Group-15 elements have higher IE than the group-16 elements and group-2 elements have higher than the group-3 elements in the periodic table. Thus the first IE of nitrogen greater than oxygen and phosphorus greater than sulfur.

Nitrogen and phosphorus in group-15 elements with atomic numbers 7 and 15 have the electron configuration

1S2 2S2 2P3
1S2 2S2 2P6 3S2 3P3

Thus the removal of an electron from half-filled 2P and 3P suborbital of nitrogen and phosphorus required more energy.

Removal of an electron from the group-2 element of beryllium and magnesium with completely-filled S-subshell required more energy.

Shielding effect and ionization energy

Electrostatic attraction between the electrons and nucleus shows that an outer electron attracted by the nucleus and repelled by the electrons of the inner shell.

This combines attractive and repulsive force acting on the outer electron experiences less attraction from the nucleus. Thus this effect is known as the shielding effect.

The larger the number of electrons in the inner shell, the lesser the attractive force for holding the outer electron. Hence the radial distribution functions of the S, P, d subshell show that for the same principal quantum number the S-subshell most shielding than the p-subshell and least shielding the d – orbital.

∴ Shielding efficiency
S〉P〉d

But as we move down a group, the number of inner-shells increases and hence the ionization energy tends also decreases.

Thus for group-2 elements
Be〉Mg〉Ca〉Sr〉Ba

Ionization of atoms and the periodic table

The greater the charge on the nucleus of an atom the more energy required for removing an electron from the atom. But with the increasing atomic number electrostatic attraction between the outermost electrons and the nucleus of an atom increases.

Thus the ionization of an atom is more difficult. Again the values of IE generally increase in moving left to right in a period.

Due to the presence of a completely filled and half-filled orbital of beryllium and nitrogen, the ionization of beryllium and nitrogen slightly higher than the neighbor element boron and oxygen. Thus the ionization trends in the periodic table for the second period

LiㄑBㄑBeㄑCㄑOㄑN〈FㄑNe

Overall charge on the ionizing species

An increase in the overall charge on the ionizing species (M+, M+2, M+3, etc) will enormously influence the ionization.
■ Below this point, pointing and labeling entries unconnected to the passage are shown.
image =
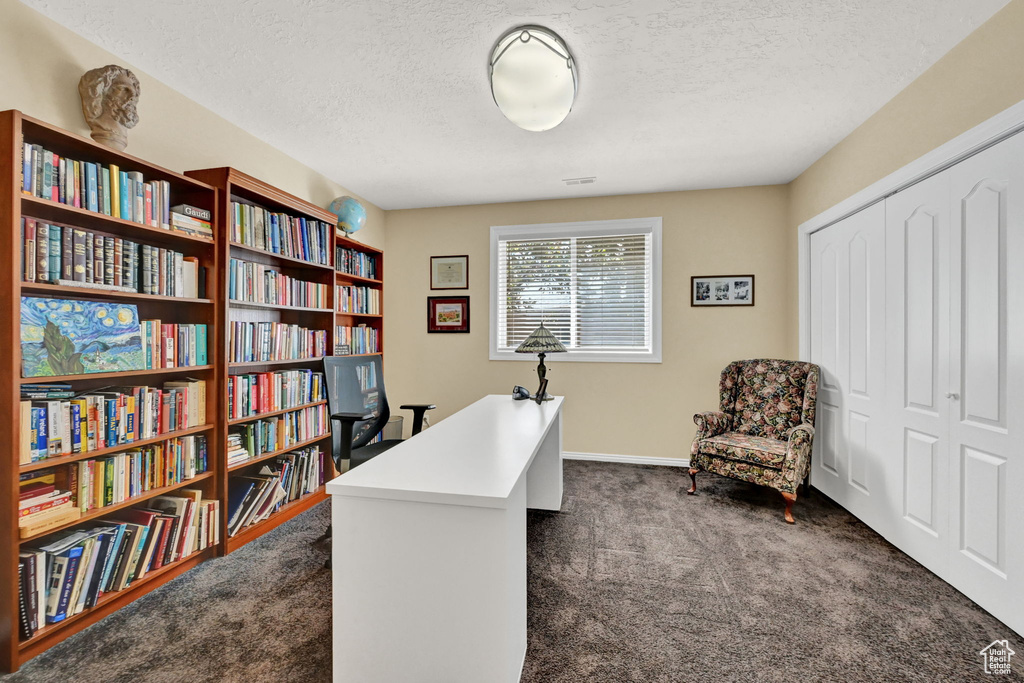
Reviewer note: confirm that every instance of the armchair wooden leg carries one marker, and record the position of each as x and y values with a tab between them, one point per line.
790	500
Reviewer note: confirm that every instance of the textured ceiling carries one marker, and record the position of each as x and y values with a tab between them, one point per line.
391	98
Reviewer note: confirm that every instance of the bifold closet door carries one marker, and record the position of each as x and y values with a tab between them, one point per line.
918	371
848	342
986	384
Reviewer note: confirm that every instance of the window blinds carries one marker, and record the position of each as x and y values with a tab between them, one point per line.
594	293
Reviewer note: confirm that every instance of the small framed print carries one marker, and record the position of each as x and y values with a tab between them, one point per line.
449	272
722	291
448	313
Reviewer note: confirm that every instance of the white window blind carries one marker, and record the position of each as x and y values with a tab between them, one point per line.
595	292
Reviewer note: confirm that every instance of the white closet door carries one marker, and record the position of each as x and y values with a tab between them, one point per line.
986	387
848	341
916	353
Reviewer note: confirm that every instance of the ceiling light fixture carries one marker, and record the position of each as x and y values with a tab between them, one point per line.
532	78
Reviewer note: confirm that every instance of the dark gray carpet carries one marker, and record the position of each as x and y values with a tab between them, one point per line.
633	581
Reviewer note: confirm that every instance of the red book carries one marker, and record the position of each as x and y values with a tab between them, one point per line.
34	491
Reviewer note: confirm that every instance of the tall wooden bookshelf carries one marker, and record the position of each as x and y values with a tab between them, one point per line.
209	310
235	186
359	278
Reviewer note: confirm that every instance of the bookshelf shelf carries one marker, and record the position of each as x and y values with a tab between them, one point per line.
135	500
91	293
281	452
286	512
119	375
251	418
74	458
15	130
110	602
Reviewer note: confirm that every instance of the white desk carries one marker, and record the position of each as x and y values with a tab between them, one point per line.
429	556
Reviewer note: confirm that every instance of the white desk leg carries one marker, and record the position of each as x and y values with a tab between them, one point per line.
429	593
544	478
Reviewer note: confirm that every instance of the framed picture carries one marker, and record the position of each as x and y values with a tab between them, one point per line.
722	291
449	272
448	313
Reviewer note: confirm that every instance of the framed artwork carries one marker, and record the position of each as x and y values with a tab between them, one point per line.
449	272
448	313
71	337
722	291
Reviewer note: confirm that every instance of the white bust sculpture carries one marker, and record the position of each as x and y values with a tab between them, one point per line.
109	98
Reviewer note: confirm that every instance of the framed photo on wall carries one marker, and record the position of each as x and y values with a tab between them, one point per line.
722	291
450	272
448	313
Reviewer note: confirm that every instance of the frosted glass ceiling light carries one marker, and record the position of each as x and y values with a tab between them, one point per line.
532	78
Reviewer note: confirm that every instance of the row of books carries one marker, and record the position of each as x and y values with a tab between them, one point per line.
57	422
355	263
254	498
264	392
77	257
255	283
353	340
105	189
255	438
72	572
295	237
352	299
253	342
173	345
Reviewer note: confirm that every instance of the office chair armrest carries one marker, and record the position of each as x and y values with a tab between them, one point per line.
419	410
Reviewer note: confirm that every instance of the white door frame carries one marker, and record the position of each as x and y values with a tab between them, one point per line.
982	136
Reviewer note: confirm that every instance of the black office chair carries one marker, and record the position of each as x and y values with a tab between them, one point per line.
358	406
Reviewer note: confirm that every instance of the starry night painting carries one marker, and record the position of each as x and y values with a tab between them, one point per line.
65	337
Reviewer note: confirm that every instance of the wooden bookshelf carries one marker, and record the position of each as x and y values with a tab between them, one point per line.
345	279
209	310
233	185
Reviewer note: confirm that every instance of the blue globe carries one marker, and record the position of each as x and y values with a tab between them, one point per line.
351	215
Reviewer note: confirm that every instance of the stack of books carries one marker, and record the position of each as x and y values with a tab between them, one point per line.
264	392
56	422
70	573
355	263
105	189
357	300
77	257
276	433
252	342
295	237
355	340
255	283
253	499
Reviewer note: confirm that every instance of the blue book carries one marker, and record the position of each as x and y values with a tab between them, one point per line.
127	198
92	189
74	555
76	428
56	248
27	169
200	344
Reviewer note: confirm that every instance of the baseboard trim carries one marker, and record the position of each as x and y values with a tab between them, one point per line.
629	460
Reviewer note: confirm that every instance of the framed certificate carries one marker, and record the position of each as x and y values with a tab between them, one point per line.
449	272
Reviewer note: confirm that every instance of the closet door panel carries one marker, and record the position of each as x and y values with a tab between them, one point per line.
986	388
916	352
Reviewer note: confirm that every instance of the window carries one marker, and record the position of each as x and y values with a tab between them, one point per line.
597	286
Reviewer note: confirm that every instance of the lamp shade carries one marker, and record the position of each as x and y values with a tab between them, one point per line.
541	341
532	78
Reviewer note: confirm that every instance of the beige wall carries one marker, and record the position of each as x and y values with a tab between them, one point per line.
43	61
621	409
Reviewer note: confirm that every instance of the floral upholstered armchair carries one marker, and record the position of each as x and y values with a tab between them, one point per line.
765	428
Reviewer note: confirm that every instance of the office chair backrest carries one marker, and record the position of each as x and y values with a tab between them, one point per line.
354	384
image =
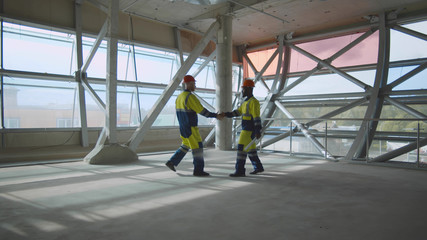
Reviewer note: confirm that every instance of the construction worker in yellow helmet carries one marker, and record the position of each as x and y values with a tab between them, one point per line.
251	128
187	108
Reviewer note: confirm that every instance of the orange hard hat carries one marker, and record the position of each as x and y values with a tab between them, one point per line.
248	83
189	78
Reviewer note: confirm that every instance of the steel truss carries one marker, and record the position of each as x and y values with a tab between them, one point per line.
374	97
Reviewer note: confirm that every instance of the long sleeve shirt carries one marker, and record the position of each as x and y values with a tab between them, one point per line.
250	112
187	108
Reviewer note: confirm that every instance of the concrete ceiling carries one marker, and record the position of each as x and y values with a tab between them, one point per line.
257	21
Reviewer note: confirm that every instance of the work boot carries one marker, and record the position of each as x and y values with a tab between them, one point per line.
256	171
170	165
237	174
201	174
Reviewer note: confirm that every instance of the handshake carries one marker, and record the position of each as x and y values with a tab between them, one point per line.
220	116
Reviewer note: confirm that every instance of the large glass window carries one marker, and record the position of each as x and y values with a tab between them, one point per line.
30	103
36	50
54	103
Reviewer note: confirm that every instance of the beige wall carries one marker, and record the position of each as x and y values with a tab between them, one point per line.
56	144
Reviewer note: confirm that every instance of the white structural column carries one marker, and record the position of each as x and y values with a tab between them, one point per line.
223	137
111	152
111	100
79	75
145	125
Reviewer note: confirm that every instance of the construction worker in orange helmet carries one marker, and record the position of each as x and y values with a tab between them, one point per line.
187	108
251	128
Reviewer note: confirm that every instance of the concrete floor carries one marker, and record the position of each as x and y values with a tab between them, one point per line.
293	199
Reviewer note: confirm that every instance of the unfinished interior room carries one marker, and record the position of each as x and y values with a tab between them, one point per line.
312	116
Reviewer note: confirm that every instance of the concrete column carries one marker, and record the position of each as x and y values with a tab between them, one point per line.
223	136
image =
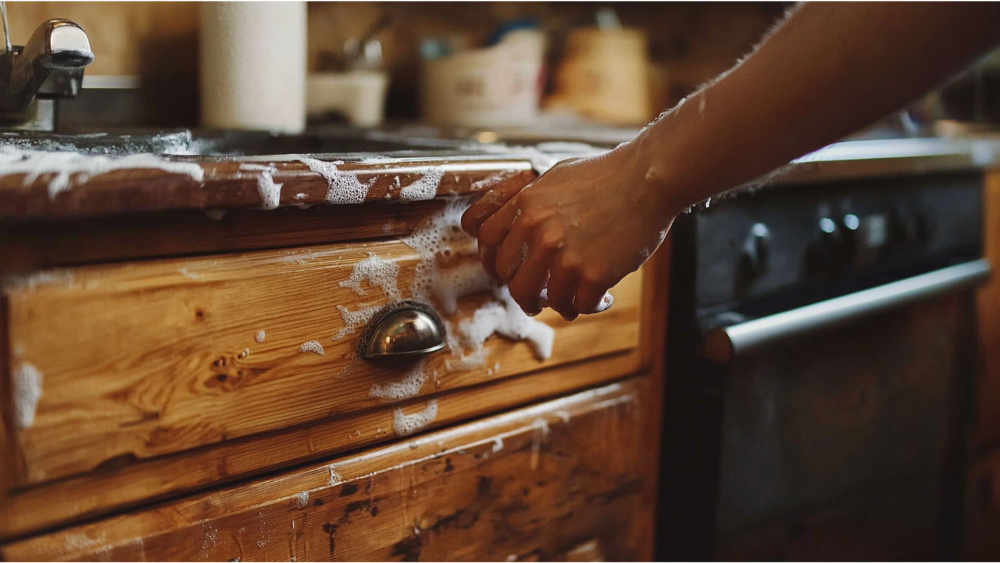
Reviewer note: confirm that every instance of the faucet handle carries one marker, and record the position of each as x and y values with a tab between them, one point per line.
59	44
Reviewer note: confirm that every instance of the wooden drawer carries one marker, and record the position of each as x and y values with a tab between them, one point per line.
565	480
151	378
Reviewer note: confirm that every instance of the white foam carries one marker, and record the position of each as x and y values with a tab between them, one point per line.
491	181
312	346
441	235
342	187
27	392
604	305
354	319
383	274
405	424
423	188
408	386
302	499
68	168
505	318
269	191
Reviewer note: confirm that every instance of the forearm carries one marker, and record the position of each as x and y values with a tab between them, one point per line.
830	69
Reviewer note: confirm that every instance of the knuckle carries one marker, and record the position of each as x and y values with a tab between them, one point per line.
591	278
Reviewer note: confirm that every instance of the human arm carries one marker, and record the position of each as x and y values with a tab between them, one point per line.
828	70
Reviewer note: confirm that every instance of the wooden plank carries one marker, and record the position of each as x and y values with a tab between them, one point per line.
536	482
147	359
986	429
38	245
100	492
229	184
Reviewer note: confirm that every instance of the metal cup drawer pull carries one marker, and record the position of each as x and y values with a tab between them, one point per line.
407	328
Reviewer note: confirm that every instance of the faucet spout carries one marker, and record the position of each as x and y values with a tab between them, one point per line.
57	45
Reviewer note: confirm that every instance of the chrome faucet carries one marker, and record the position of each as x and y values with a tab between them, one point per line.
49	66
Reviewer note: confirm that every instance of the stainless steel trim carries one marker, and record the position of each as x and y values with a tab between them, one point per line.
724	344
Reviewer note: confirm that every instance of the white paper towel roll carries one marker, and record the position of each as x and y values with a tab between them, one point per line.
253	64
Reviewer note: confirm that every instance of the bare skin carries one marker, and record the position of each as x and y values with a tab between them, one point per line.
829	69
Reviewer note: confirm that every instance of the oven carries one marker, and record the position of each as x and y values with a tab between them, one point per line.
820	364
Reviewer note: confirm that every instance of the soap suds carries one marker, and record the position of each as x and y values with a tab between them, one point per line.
441	236
69	168
312	346
269	191
492	181
506	319
424	188
302	499
353	360
380	273
405	424
342	187
541	436
353	319
27	392
408	386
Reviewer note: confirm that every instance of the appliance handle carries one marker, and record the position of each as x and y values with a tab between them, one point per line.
724	344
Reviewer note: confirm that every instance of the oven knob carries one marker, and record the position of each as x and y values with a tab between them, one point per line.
756	248
826	253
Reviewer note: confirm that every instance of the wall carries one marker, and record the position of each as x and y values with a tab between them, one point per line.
693	40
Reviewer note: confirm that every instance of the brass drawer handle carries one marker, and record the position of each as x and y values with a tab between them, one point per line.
407	328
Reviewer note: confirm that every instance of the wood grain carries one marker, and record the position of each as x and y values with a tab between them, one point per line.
116	487
37	245
986	431
229	185
146	359
536	482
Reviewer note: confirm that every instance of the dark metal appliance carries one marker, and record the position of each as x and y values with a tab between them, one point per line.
819	371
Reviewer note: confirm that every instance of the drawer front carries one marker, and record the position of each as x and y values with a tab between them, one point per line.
564	480
123	363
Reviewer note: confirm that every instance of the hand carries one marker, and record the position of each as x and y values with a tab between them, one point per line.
575	231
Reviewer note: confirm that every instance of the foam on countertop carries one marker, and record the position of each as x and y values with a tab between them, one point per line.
423	188
68	167
342	187
27	383
405	424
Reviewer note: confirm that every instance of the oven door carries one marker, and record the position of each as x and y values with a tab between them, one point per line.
847	445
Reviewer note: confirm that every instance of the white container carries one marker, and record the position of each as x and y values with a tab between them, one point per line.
493	87
253	64
359	95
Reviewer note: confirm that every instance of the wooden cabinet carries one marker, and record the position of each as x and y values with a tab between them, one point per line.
180	389
538	483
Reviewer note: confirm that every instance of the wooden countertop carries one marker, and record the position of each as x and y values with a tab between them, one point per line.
226	183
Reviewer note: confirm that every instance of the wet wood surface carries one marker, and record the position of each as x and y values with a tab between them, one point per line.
559	481
231	184
159	357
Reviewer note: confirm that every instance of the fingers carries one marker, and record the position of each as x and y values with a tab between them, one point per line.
526	287
491	202
493	232
561	291
590	296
During ionization electron withdrawal from a positively charged species more difficult than from a neutral atom. But the first ionization of the elements varies with their positions in the periodic table.

  1. In each of the tables, the noble gas has the highest value.
  2. The alkali metals the lowest value for the ionization energy.

How ionization energy impacts ionic bonding?

The study of the ionization of the element in a particular group is essential for the properties of the elements.

Hence lithium, sodium, potassium, rubidium, cesium, and alkaline earth metal have a low value of ionization energy. Thus reactivity of alkali alkaline metals for the formation of chemical bonding is greater than the other elements of the periodic table.